The re.NewModule() function returns a new Starlark value, that represents the re module:

import (
    "go.starlark.net/starlark"
    re "github.com/magnetde/starlark-re"
)

// Add the re module to the globals dict.
globals := starlark.StringDict{
    "re": re.NewModule(),
}

// Execute a Starlark program using the re module.
opts := &syntax.FileOptions{GlobalReassign:  true}
thread := &starlark.Thread{Name: "re thread"}
globals, err := starlark.ExecFileOptions(opts, thread, "example.star", nil, globals)
if err != nil { ... }

example.star:

p = re.compile('(a(b)c)d')
m = p.match('abcd')
print(m.group(2, 1, 0))  # prints: ("b", "abc", "abcd")

m = re.match(r'(?P<first>\w+) (?P<last>\w+)', 'Jane Doe')
print(m.groupdict())  # prints: {"first": "Jane", "last": "Doe"}

s = re.split(r'[\W]+', 'Words, words, words.', 1)
print(s)  # prints: ["Words", "words, words."]

p = re.compile('(blue|white|red)')
s = p.subn('colour', 'blue socks and red shoes')
print(s)  # prints: ("colour socks and colour shoes", 2)

p = re.compile('section{ ( [^}]* ) }', re.VERBOSE)
s = p.sub(r'subsection{\1}','section{First} section{second}')
print(s)  # prints: subsection{First} subsection{second}

p = re.compile(r'\d+')
s = p.findall('12 drummers drumming, 11 pipers piping, 10 lords a-leaping')
print(s)  # prints: ["12", "11", "10"]

s = [m.span() for m in p.finditer('12 drummers drumming, 11 ... 10 ...')]
print(s)  # prints: [(0, 2), (22, 24), (29, 31)]

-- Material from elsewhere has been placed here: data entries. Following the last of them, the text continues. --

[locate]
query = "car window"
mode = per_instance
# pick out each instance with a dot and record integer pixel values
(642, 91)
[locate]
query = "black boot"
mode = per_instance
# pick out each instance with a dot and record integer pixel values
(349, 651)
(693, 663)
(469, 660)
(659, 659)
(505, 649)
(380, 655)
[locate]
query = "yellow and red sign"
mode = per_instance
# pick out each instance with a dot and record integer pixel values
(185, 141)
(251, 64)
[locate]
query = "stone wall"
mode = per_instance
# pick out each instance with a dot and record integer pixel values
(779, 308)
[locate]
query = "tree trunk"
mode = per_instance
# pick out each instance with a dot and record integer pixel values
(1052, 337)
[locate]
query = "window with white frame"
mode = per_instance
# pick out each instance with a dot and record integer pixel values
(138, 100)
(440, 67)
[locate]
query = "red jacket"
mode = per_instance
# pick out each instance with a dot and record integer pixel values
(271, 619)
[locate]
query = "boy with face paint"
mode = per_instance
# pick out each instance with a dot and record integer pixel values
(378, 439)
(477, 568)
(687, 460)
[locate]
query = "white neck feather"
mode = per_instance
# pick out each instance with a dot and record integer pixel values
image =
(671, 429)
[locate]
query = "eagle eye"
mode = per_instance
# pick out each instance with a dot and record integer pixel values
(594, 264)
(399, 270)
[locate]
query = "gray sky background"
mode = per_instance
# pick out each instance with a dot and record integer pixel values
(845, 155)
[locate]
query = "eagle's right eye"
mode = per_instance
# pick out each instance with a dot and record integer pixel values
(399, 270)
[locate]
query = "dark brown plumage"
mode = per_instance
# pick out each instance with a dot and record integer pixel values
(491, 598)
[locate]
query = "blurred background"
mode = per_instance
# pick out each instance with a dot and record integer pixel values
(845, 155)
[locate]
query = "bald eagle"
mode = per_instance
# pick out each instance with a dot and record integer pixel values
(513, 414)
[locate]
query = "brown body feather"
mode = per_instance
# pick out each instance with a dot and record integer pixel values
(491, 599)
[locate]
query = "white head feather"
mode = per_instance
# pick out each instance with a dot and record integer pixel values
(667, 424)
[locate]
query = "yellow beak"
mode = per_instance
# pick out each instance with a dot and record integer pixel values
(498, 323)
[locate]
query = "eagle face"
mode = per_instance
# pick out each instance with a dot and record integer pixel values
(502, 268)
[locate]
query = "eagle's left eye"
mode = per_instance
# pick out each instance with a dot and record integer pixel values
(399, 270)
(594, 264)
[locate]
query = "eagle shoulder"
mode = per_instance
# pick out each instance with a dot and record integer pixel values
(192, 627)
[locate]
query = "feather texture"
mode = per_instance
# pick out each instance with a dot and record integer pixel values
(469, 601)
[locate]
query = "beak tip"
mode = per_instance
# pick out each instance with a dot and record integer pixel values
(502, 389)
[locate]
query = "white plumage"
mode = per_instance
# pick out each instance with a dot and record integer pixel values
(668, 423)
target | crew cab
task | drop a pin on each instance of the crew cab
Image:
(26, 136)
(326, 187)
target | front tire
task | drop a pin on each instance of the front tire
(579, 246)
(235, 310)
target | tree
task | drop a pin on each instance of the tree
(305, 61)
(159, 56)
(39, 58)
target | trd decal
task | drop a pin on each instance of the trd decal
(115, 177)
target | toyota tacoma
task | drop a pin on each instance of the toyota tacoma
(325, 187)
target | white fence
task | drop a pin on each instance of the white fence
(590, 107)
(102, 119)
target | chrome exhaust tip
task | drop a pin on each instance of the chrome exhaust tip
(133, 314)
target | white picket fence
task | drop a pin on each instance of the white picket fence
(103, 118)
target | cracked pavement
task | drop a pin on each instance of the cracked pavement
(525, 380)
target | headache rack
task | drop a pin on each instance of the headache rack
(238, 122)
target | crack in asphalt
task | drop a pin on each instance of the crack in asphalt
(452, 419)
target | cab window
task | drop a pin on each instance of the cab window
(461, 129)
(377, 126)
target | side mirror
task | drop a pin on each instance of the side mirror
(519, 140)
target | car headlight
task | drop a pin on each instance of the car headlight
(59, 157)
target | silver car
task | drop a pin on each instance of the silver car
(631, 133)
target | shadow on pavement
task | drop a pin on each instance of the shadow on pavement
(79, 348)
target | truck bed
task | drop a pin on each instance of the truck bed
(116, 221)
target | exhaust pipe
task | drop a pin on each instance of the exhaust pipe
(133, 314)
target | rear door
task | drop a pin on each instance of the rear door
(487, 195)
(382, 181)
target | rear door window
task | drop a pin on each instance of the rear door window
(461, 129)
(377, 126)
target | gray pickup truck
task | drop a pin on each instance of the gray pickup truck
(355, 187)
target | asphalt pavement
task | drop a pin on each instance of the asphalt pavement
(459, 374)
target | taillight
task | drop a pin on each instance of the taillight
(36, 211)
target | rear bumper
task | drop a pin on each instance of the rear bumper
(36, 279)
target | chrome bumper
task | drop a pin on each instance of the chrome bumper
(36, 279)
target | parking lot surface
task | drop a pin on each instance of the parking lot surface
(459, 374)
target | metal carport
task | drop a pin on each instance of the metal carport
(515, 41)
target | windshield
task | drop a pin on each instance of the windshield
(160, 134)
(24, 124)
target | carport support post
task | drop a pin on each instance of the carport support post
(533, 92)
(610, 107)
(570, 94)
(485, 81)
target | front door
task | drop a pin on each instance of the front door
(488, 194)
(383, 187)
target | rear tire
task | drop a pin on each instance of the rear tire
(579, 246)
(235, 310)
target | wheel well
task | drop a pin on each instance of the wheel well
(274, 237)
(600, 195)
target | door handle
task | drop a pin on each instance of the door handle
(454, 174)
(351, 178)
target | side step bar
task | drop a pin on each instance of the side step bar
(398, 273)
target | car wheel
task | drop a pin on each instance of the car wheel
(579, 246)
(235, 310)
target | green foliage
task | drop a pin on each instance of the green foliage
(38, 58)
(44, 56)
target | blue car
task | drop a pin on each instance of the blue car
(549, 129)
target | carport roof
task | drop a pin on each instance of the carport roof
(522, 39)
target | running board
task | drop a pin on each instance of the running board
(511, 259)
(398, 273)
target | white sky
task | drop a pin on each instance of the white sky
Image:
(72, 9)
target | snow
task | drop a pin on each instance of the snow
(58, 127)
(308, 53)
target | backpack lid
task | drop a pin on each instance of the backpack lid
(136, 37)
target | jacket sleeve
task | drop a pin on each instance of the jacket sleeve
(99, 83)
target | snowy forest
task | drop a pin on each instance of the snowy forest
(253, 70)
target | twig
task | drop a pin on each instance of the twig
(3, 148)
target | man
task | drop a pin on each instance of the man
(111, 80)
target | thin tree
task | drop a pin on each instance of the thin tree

plusone = lambda m: str(int(m.group(0)) + 1)
s = p.sub(plusone, '4 + 7 = 13', 2)
print(s)  # prints: 5 + 8 = 13

re.purge()

Alternatively, the module can be initialized with other parameters:

options := &ModuleOptions{
    DisableCache:    false,
    MaxCacheSize:    128,
    DisableFallback: true,
}

m := re.NewModuleOptions(options)

How it works

When compiling a regular expression pattern, it is first parsed using a Go implementation of the Python regex parser. This allows to raise the same error messages as the Python module does. The parser yields a tree representation of the pattern, which is then checked for any elements that are currently not supported by the default regex engine (regexp.Regexp). These unsupported elements include:

lookahead and lookbehind: (?=...), (?<=...), (?!...) or (?<!...)
backreferences: e.g, \1 or (?P=name)
conditional expression: (?(id/name)yes-pattern|no-pattern)
repetition of type {m,n} where m or n exceeds 1000
possessive repetition: ?+, *+, ++, {...}+

If the regular expression pattern does not include any unsupported elements, it is preprocessed and then compiled with the default regex engine. The preprocessor will make necessary modifications to literals, ranges and character classes in the pattern so matching with bytes or using flags such as re.UNICODE, re.IGNORECASE or re.ASCII works exactly like expected.

In case that the regex pattern includes unsupported elements, the regex engine regexp2.Regexp, that supports all of these elements except for possessive repeat, is used instead. However, it should be noted that the using regexp2 may result in higher runtimes, so this engine is only used as a fallback when dealing with regex patterns that contain unsupported elements. Compiled patterns are stored in an LRU cache.

The module was tested against all supported Python tests for the re module (see test_re.py).

Limitations

Currently, there are some differences to the Python re module:

The re.LOCALE flag has no effect.
Positions are given as byte offsets instead of character offsets (which is the default for Go and Starlark).
The fallback engine does not support the longest match search, so some matches starting at the same position may be not found. This may result in different outcomes compared to Python, especially for the fullmatch function.
The default regex engine does not match \b at unicode word boundaries, while the fallback engine does.
There is no support for possessive repetion operators and Pattern.scanner.